Aldi accelera il piano di crescita nel Regno Unito con l’avvio delle operazioni nel più grande centro di distribuzione della grande distribuzione britannica. Il gruppo ha infatti effettuato la prima consegna dal nuovo hub logistico di Bardon, nel Leicestershire, un investimento superiore a 500 milioni di sterline destinato a rafforzare la rete distributiva e sostenere l’espansione dell’insegna nel Paese.
La struttura rappresenta uno dei progetti più ambiziosi del retailer e rientra nel programma di investimenti da 1,6 miliardi di sterline annunciato per il biennio 2026-2027. Una volta a pieno regime, il sito servirà quasi 350 punti vendita Aldi nel Regno Unito e sarà in grado di movimentare circa sette milioni di pallet all’anno, svolgendo anche il ruolo di hub nazionale di rifornimento per l’intera rete logistica del gruppo.
Con una superficie di 1,3 milioni di piedi quadrati, pari a oltre 120mila metri quadrati, Bardon è il più grande magazzino della distribuzione alimentare britannica. Le dimensioni sono tali da poter ospitare al suo interno circa 65 supermercati Aldi o quasi 17 campi da calcio regolamentari.
L’apertura del centro rappresenta un tassello fondamentale nella strategia dell’insegna, che punta a consolidare il proprio posizionamento come supermercato più conveniente del Regno Unito. Grazie all’elevato livello di automazione e alle tecnologie installate, il nuovo polo consentirà infatti di incrementare l’efficienza operativa e contenere i costi lungo la filiera.
“Le tecnologie all’avanguardia presenti a Bardon aumenteranno in modo significativo l’efficienza della nostra rete di magazzini, consentendoci di continuare a offrire ai clienti i migliori prezzi possibili ogni giorno”, ha dichiarato Giles Hurley, amministratore delegato di Aldi UK e Irlanda.
L’obiettivo del retailer resta quello di rendere la spesa di qualità accessibile a tutti i consumatori britannici e di ampliare ulteriormente la propria presenza sul territorio. Aldi mira infatti a raggiungere quota 1.500 negozi nel Regno Unito nei prossimi anni, supportando la crescita con nuovi punti vendita e infrastrutture logistiche.
Il centro di Bardon impiegherà circa mille persone, tra trasferimenti da altri siti e nuove assunzioni.
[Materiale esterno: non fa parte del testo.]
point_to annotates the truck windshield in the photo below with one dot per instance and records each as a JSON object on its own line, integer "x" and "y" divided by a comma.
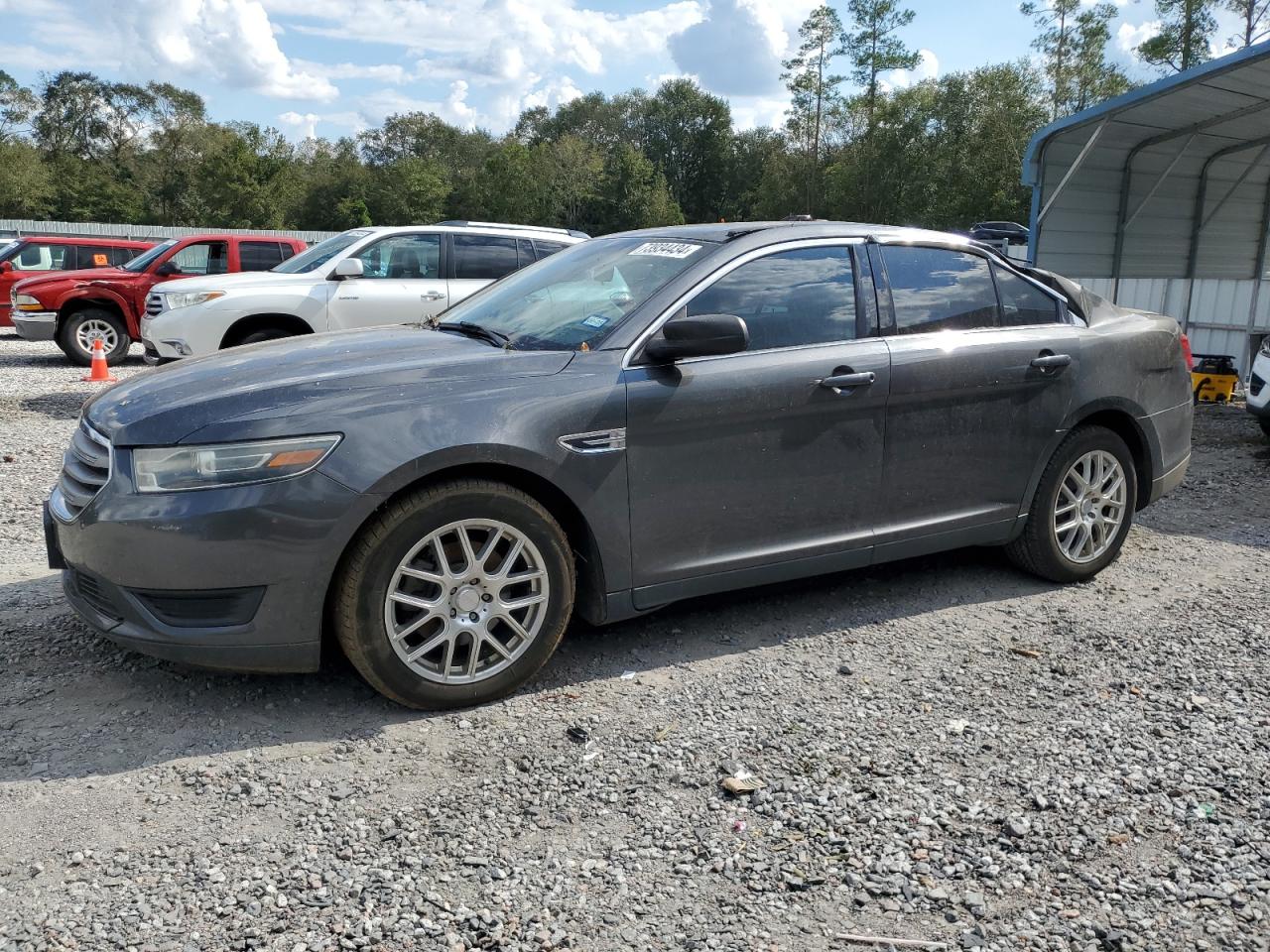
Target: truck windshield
{"x": 578, "y": 296}
{"x": 143, "y": 261}
{"x": 318, "y": 254}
La struttura è composta da cinque edifici collegati, con aree dedicate ai prodotti a temperatura ambiente, refrigerati e surgelati.
Particolare attenzione è stata riservata anche alla sostenibilità. Il magazzino presenta la più bassa intensità di emissioni di carbonio dell’intero gruppo Aldi South e dispone di 19mila pannelli solari installati sul tetto, capaci in alcuni momenti di coprire integralmente il fabbisogno energetico del sito.
Per la realizzazione dell’impianto Aldi ha collaborato con i partner tecnologici Dematic e Cimcorp, che hanno installato sistemi automatizzati di stoccaggio in grado di ricevere, smistare e immagazzinare i prodotti fino alla spedizione verso i negozi. Un’innovazione che, secondo l’azienda, contribuirà a mantenere bassi i prezzi per i consumatori e a sostenere la crescita della catena nel lungo periodo.